The annual Harvard-Yale football game drew national attention for something unrelated to sports this year. Hundreds of activists and supporters took to the field to protest the two schools’ endowments.
It started with 150 activists from both schools. But hundreds more joined from the stands. Protesters unfurled a banner that read: “Nobody wins.”
“Divest now! Divest now! Divest now!”
Police charged fifty protesters with disorderly conduct. Nora Heaphy was one of them. She’s a Yale student and part of the Yale Endowment Justice Coalition.
“We knew that hundreds of alumni from Harvard and Yale would be returning to watch the game, people who might not know that their institutions are investing in the climate crisis, people who are perhaps climate scientists or environmental policy makers, or just people who are scared about what climate change means for their future. And we wanted to bring this to their attention in a big way.”
Yale’s endowment is about $30 billion.
“The Yale endowment is basically a big pot of money,” Heaphy said, adding that investigators have found about $600 million of it invested in fossil fuel companies. And she says Yale also has huge investments in Puerto Rico’s $74 billion debt.
“Yale has investments in the private prison industry, in predatory student loan companies that their own students are subjected to, in companies that foreclose on homes in New Haven.
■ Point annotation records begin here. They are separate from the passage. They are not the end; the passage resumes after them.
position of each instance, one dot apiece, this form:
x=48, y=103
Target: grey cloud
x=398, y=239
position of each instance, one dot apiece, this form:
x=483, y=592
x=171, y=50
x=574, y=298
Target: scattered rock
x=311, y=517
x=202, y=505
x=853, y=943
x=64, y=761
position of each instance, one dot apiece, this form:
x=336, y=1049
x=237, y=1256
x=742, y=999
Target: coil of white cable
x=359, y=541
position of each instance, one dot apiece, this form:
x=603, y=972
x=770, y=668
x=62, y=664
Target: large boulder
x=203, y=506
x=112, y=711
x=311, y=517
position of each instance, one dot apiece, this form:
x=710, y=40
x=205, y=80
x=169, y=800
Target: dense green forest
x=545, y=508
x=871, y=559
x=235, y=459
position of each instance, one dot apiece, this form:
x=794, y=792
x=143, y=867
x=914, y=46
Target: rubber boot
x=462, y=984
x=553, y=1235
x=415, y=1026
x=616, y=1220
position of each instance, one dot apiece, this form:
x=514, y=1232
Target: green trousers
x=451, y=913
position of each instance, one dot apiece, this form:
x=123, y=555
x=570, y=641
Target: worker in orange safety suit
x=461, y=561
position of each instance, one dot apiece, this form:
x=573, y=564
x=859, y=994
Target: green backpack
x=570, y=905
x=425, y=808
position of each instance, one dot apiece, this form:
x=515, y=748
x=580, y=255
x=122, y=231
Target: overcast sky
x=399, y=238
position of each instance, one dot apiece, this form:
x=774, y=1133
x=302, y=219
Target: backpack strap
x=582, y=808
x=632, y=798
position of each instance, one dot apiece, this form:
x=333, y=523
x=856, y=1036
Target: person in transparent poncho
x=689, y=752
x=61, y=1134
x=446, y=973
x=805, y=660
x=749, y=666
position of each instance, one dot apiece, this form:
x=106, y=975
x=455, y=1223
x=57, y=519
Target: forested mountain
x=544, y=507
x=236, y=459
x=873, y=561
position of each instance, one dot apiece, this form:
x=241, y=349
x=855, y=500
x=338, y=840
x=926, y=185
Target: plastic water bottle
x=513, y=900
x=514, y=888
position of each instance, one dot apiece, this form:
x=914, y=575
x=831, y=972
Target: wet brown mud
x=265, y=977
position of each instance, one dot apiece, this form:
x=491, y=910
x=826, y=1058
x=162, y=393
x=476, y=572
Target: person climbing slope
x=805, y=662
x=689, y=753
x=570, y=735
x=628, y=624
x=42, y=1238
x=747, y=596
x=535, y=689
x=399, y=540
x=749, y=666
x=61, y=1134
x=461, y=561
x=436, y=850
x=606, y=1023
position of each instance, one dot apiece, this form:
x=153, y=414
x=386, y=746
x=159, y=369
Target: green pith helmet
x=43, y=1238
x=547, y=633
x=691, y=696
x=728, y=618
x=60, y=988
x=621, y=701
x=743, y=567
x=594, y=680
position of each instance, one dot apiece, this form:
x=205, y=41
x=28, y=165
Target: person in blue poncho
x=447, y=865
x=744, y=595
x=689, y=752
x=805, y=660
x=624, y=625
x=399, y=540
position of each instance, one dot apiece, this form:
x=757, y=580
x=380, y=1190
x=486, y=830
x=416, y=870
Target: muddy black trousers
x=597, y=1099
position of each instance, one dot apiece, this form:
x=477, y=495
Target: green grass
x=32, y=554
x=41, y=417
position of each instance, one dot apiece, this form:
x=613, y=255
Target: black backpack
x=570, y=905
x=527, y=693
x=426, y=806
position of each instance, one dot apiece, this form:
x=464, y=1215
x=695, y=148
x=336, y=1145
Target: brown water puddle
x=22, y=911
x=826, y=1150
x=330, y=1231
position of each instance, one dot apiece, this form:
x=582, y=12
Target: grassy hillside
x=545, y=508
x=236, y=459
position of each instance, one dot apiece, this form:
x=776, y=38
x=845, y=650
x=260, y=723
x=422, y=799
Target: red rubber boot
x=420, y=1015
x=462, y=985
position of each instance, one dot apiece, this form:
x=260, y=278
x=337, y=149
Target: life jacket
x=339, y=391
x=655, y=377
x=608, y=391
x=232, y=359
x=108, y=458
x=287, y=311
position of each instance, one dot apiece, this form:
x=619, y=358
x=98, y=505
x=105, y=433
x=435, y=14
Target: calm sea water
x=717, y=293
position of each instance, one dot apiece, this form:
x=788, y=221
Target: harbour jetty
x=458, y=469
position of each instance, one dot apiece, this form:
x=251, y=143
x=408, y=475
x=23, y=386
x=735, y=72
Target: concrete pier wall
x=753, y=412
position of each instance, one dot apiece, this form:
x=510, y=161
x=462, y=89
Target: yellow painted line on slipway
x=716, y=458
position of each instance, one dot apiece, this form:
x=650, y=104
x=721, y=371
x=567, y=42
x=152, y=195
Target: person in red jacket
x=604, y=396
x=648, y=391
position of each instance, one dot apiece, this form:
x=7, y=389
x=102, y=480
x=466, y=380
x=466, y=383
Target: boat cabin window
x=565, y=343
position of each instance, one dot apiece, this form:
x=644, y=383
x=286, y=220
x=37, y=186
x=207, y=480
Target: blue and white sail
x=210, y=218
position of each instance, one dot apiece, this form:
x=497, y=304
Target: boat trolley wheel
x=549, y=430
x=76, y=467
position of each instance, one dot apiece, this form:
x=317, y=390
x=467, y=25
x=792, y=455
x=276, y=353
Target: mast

For an institution that is founded on a goal of preparing students to do good in the world, the endowment does a lot of harm.”
Heaphy says students from both Yale and Harvard spent a month and a half planning the protest. They even got training in nonviolent resistance tactics. Still, she says when it was time to take the field, she was terrified.
“I’d never been to a football game before. It felt like an unbearably long time, not knowing whether we were going to make it onto the field or not. When I saw that not just a couple people but hundreds were flooding the field to join us, that was the first time in a while that I felt like we could really win.”
They also got support on social media from some pretty high profile names, including Elizabeth Warren and Alexandria Ocasio Cortez.
“We’ve been calling it a moment of the whirlwind. It’s this moment where your campaign works so hard for years and years and years. And sometimes feels like you’re not getting anywhere. And then something clicks and suddenly your action is everywhere, and no one can ignore it.”
Yale football player Devin Moore praised the protests on Twitter. So did Harvard football captain Wesley Ogsbury.
“Both of our institutions continue to invest in industries destroying our futures, and when it comes to the climate crisis, no one wins.”
The protests also drew some criticism from some who would rather have watched the game. Former football coach Lou Holz complained about the activists on Fox Business.
“Everybody’s talking about this sit-in. They should be talking about the great game. Nobody’s talking about it. Everybody’s talking about climate change.”
Nora Heaphy says activists plan to keep pressure on administrators. They’re asking high-profile alumni like Al Gore to refuse to donate to the universities until they divest.
“If Yale and Harvard will not listen to their students, then we need to take this fight right to them. We need to go after something they do care about: donations. I think Yale and Harvard had better be ready, because this is only the beginning.”
A spokesperson for the Ivy League said it was regrettable the protest came during an annual tradition. Yale officials said the school stands firmly for freedom of expression – but said it stands by the Ivy League’s statement.